Car radios are smart. There’s a switch you can flip that will keep the same radio station (or network) tuned, even if you’re traveling a long distance and the actual frequency changes several times.
Escalators are on the other side. Which is to say the “up” is on the left, not the right as it is in Canada. And vice versa.
Milk for tea is served hot. And it also appears to be something of a novelty to order milk with tea at all, as when I order, as instructed by my phrase book, thé au lait I’m often greeted with a quizical (in French) “you mean you’d like some tea, with a little pitcher of milk on the side?”
Aluminum is still in vogue. I couldn’t figure out with the space-age light material that various spoons were made of until Catherine told me it was aluminum. There are also three standard spoon sizes, with an intermediate size betwen our “tea” and “table” spoons.
Credit cards have PIN numbers. Whenever we pay by credit card there is confusion because we don’t have a smart chip in our cards, and need to actually sign the slip rather than typing in a PIN number. I assume this means the French system is an amalgam of our “Interac” and credit card systems, but I’m not sure. Oddly, when paying road tolls on the autoroutes I’ve been able to just slide my card in the slot, and it comes back to me immediately and the gate opens with no “we’re checking to make sure you have enough money” wait.
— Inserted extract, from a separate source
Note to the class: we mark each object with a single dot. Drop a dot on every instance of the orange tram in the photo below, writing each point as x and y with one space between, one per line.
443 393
I wonder if they’ve just decided to eat any charges that might arise in return for smoother flowing traffic at the toll plazas.
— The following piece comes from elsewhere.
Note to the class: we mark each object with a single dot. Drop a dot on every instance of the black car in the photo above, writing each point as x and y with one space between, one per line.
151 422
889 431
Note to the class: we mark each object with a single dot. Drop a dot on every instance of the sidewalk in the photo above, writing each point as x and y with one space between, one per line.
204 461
Milk is sold in “last forever” sterilized packages. Try as we might we’ve not been able to find milk in the “fresh” form that we’re used to at home. Grocery stores have entire aisles where milk is sold in Tetrapak or similar containers, sterilized and sealed and with no need of refrigeration until opened.
Everyone says “bonjour.” Really. Well, perhaps not in the big cities, but here in Aniane everyone we meet, from child to adult, plasterer to businessperson, strange and familiar, says “bonjour” or “bon soir” to us (and to each other) on the street. It’s very endearing.
The country has an excellent tagline. In the annals of three-word phrases, you gotta say that Liberte Egalite Fraternite is a pretty good one. And it appears on every public building, school and piece of official documentation we’ve seen. Canada needs branding like this.